PanCAN Japan では、 最新の研究情報や治療選択肢について、
患者さん・ご家族の皆さまに分かりやすくお伝えしていきます。

がん治療に影響を与えた2025年のがんニュース

がん治療に影響を与えた2025年のがんニュース

『Cancer Today』編集部による、2025年のがん研究と治療に関する影響力のある報道と記事を紹介。

Cancer Today 編集部

2025年12月26日

cancertoday 2025news

画像提供:wildpixel / iStock / Getty Images Plus

研究の進展 ががん治療の向上を続けています。しかしこの進歩は必ずしも直線的ではありません。今年注目すべき記事の多くは、若年成人におけるがん症例の増加、山火事消防士の職業上の危険、研究助成金の遅延・取り消しという差し迫った問題など、新たかつ進化する課題を指摘しています。
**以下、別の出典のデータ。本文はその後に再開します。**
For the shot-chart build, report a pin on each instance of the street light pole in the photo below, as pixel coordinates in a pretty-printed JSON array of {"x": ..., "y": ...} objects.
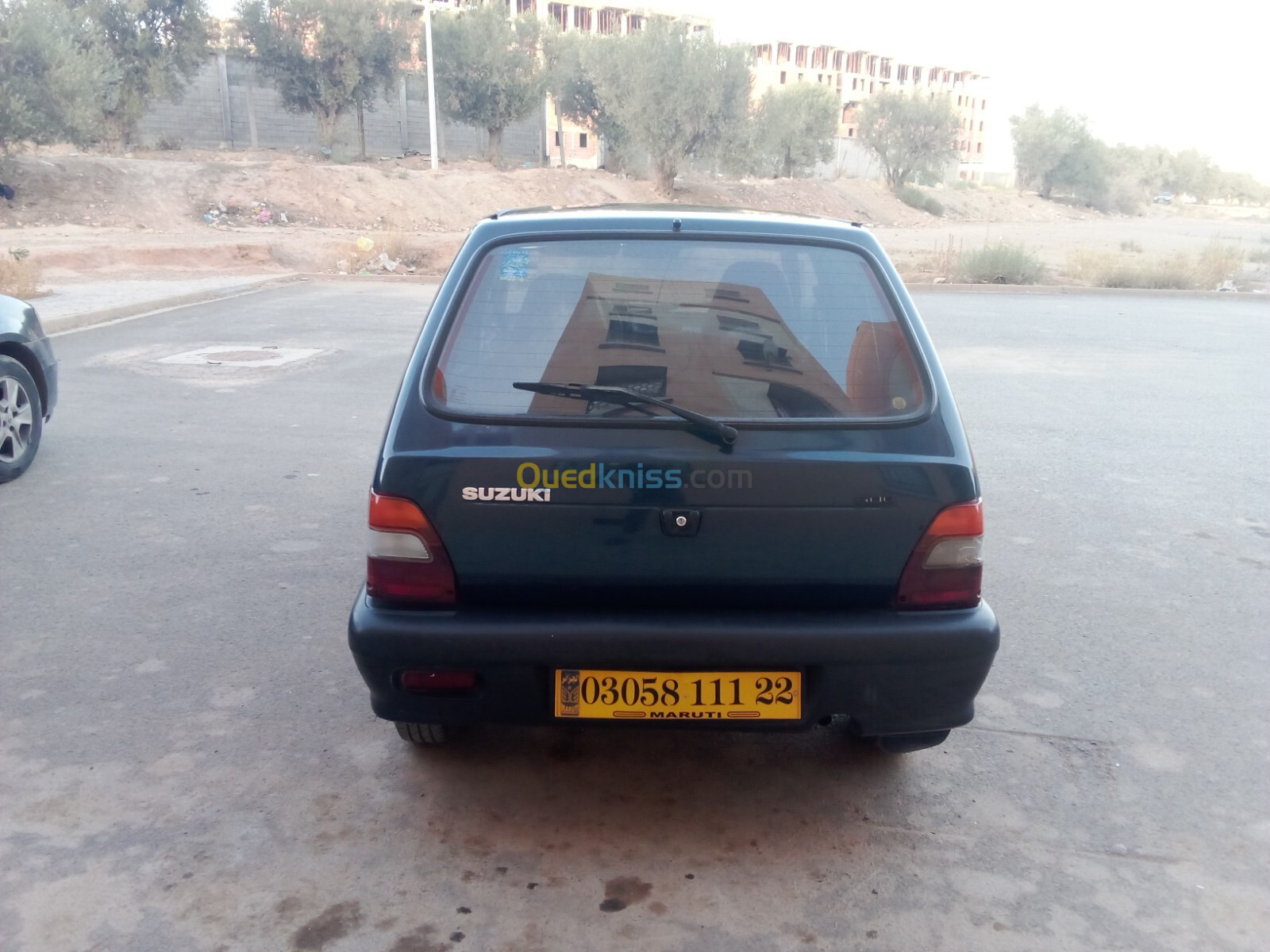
[{"x": 432, "y": 86}]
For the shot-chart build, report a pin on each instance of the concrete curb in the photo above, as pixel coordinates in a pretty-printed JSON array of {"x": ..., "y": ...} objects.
[
  {"x": 918, "y": 289},
  {"x": 137, "y": 309}
]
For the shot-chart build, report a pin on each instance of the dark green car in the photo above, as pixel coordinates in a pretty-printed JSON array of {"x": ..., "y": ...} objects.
[{"x": 673, "y": 465}]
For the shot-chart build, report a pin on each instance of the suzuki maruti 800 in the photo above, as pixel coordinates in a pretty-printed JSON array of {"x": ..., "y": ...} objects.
[{"x": 681, "y": 466}]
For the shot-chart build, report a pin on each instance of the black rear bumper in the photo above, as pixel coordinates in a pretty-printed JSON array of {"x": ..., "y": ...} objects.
[{"x": 892, "y": 672}]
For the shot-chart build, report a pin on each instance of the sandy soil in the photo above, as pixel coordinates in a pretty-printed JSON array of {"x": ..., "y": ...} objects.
[{"x": 94, "y": 217}]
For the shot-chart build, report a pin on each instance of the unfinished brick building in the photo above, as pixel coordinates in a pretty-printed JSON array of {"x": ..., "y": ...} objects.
[{"x": 854, "y": 75}]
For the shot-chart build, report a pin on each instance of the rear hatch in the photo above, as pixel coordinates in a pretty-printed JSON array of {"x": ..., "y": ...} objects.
[{"x": 841, "y": 459}]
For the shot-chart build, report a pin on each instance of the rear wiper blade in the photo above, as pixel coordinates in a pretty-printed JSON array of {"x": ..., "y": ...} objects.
[{"x": 622, "y": 397}]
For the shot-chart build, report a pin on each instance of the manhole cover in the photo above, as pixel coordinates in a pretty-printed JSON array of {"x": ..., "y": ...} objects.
[{"x": 241, "y": 355}]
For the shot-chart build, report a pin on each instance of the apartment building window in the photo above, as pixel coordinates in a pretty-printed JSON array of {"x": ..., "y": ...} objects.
[
  {"x": 632, "y": 334},
  {"x": 649, "y": 381},
  {"x": 764, "y": 352},
  {"x": 738, "y": 324}
]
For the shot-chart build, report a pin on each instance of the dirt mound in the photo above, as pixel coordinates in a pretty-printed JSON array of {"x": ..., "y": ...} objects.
[
  {"x": 87, "y": 215},
  {"x": 190, "y": 190}
]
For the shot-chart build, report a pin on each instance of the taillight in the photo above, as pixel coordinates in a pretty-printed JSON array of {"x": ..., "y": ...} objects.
[
  {"x": 945, "y": 569},
  {"x": 404, "y": 558}
]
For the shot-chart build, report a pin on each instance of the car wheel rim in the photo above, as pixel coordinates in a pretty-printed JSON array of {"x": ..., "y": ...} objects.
[{"x": 16, "y": 420}]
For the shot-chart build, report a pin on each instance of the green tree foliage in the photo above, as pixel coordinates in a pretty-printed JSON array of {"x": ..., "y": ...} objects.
[
  {"x": 55, "y": 75},
  {"x": 1194, "y": 175},
  {"x": 911, "y": 135},
  {"x": 158, "y": 46},
  {"x": 1058, "y": 152},
  {"x": 568, "y": 82},
  {"x": 327, "y": 57},
  {"x": 1049, "y": 148},
  {"x": 1242, "y": 188},
  {"x": 488, "y": 69},
  {"x": 671, "y": 92},
  {"x": 794, "y": 129}
]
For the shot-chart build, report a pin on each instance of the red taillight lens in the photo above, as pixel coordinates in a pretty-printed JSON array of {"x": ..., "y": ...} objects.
[
  {"x": 945, "y": 569},
  {"x": 406, "y": 560},
  {"x": 431, "y": 682}
]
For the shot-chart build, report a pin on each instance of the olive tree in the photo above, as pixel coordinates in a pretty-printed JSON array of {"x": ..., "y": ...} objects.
[
  {"x": 794, "y": 129},
  {"x": 911, "y": 135},
  {"x": 327, "y": 57},
  {"x": 672, "y": 93},
  {"x": 56, "y": 75},
  {"x": 156, "y": 46},
  {"x": 488, "y": 69}
]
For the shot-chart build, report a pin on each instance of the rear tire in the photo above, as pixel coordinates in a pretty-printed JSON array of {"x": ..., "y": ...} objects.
[
  {"x": 22, "y": 419},
  {"x": 425, "y": 734},
  {"x": 907, "y": 743}
]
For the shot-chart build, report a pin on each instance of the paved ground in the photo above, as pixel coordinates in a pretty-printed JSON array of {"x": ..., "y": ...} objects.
[
  {"x": 188, "y": 759},
  {"x": 70, "y": 305}
]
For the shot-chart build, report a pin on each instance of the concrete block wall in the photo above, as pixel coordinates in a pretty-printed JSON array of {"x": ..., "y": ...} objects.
[{"x": 220, "y": 103}]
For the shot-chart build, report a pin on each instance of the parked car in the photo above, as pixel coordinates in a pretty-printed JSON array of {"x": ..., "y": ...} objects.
[
  {"x": 660, "y": 465},
  {"x": 29, "y": 386}
]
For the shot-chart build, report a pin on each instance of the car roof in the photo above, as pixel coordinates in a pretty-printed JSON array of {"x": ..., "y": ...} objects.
[
  {"x": 702, "y": 221},
  {"x": 632, "y": 211}
]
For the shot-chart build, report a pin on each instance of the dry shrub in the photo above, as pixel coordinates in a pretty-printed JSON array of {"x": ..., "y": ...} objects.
[
  {"x": 999, "y": 263},
  {"x": 1206, "y": 271},
  {"x": 19, "y": 276}
]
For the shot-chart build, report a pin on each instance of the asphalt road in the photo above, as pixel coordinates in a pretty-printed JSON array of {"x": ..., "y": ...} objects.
[{"x": 188, "y": 759}]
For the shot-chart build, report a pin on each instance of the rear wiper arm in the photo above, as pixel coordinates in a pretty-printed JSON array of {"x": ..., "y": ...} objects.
[{"x": 622, "y": 397}]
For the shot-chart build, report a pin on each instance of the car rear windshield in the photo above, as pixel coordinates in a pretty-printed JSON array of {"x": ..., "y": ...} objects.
[{"x": 738, "y": 330}]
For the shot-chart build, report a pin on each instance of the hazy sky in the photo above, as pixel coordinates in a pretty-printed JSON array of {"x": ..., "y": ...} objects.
[{"x": 1184, "y": 76}]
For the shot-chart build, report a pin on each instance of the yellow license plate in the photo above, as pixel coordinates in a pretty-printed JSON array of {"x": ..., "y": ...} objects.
[{"x": 679, "y": 696}]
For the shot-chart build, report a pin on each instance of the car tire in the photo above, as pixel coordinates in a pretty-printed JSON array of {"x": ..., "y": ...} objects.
[
  {"x": 22, "y": 419},
  {"x": 907, "y": 743},
  {"x": 425, "y": 734}
]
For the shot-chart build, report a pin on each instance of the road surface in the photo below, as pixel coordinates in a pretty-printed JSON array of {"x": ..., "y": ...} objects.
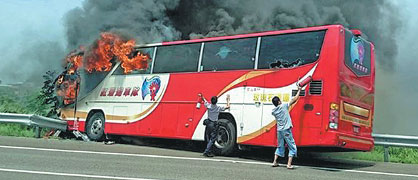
[{"x": 30, "y": 158}]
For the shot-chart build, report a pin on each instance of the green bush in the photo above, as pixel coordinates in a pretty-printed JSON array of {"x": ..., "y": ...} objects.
[
  {"x": 28, "y": 103},
  {"x": 396, "y": 154}
]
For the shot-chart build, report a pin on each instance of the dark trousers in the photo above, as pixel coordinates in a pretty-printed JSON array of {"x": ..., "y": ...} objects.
[{"x": 211, "y": 131}]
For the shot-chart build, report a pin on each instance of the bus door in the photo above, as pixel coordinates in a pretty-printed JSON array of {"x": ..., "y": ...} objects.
[
  {"x": 185, "y": 125},
  {"x": 252, "y": 110},
  {"x": 307, "y": 116}
]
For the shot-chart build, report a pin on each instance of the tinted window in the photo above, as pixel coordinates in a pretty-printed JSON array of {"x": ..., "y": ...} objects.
[
  {"x": 147, "y": 51},
  {"x": 357, "y": 54},
  {"x": 229, "y": 55},
  {"x": 177, "y": 58},
  {"x": 290, "y": 50}
]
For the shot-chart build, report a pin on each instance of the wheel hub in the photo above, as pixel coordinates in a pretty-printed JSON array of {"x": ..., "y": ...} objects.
[
  {"x": 223, "y": 137},
  {"x": 96, "y": 126}
]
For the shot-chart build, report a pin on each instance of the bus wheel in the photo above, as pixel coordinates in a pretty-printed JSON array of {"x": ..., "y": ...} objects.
[
  {"x": 226, "y": 138},
  {"x": 95, "y": 126}
]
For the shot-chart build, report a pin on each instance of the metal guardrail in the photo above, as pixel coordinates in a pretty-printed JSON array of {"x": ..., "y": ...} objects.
[
  {"x": 387, "y": 140},
  {"x": 33, "y": 120}
]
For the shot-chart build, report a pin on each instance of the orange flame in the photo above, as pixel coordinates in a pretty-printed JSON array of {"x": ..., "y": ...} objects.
[{"x": 98, "y": 58}]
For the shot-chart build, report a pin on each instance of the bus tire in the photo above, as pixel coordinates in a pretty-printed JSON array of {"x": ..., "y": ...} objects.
[
  {"x": 225, "y": 143},
  {"x": 95, "y": 126}
]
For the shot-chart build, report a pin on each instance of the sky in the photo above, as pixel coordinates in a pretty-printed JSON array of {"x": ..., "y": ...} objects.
[
  {"x": 29, "y": 26},
  {"x": 31, "y": 23}
]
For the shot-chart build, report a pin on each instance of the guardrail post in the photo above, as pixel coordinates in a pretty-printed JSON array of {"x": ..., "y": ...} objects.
[
  {"x": 37, "y": 132},
  {"x": 386, "y": 155}
]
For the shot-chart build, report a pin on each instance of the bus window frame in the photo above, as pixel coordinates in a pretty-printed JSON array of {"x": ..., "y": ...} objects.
[
  {"x": 317, "y": 58},
  {"x": 155, "y": 54},
  {"x": 345, "y": 54},
  {"x": 200, "y": 68},
  {"x": 117, "y": 65}
]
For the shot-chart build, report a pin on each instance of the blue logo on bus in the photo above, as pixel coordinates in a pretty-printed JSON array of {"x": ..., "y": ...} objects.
[
  {"x": 357, "y": 54},
  {"x": 151, "y": 86}
]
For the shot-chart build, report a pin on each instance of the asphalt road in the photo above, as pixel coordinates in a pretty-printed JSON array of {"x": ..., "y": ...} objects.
[{"x": 29, "y": 158}]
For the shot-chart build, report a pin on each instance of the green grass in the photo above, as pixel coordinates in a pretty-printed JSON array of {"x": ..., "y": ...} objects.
[
  {"x": 16, "y": 130},
  {"x": 396, "y": 155},
  {"x": 26, "y": 103}
]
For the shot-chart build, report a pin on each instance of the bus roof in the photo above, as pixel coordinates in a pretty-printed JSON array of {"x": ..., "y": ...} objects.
[{"x": 266, "y": 33}]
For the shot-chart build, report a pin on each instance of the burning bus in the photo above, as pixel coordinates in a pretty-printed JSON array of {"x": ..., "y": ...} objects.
[{"x": 151, "y": 90}]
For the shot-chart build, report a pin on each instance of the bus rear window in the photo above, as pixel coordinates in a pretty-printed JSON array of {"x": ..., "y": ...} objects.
[
  {"x": 357, "y": 54},
  {"x": 290, "y": 50}
]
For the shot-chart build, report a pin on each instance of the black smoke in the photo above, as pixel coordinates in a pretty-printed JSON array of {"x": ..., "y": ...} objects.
[{"x": 163, "y": 20}]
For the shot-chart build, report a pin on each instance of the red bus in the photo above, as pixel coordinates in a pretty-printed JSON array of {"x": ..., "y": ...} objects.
[{"x": 335, "y": 110}]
こうした課題の中にも明るい兆しはある。膵臓がん患者に希望をもたらす標的療法の突破口、健康な細胞を保護しながら腫瘍組織に集中攻撃する治療法、治療で発声能力を失った人々の声を取り戻す新技術などだ。同様に重要なのは、不屈の精神と希望の物語が、我々が正しい方向へ進むための支えとなることである。以下は、Cancer Todayの編集部が選んだ、今年注目を集めた物語の一部である。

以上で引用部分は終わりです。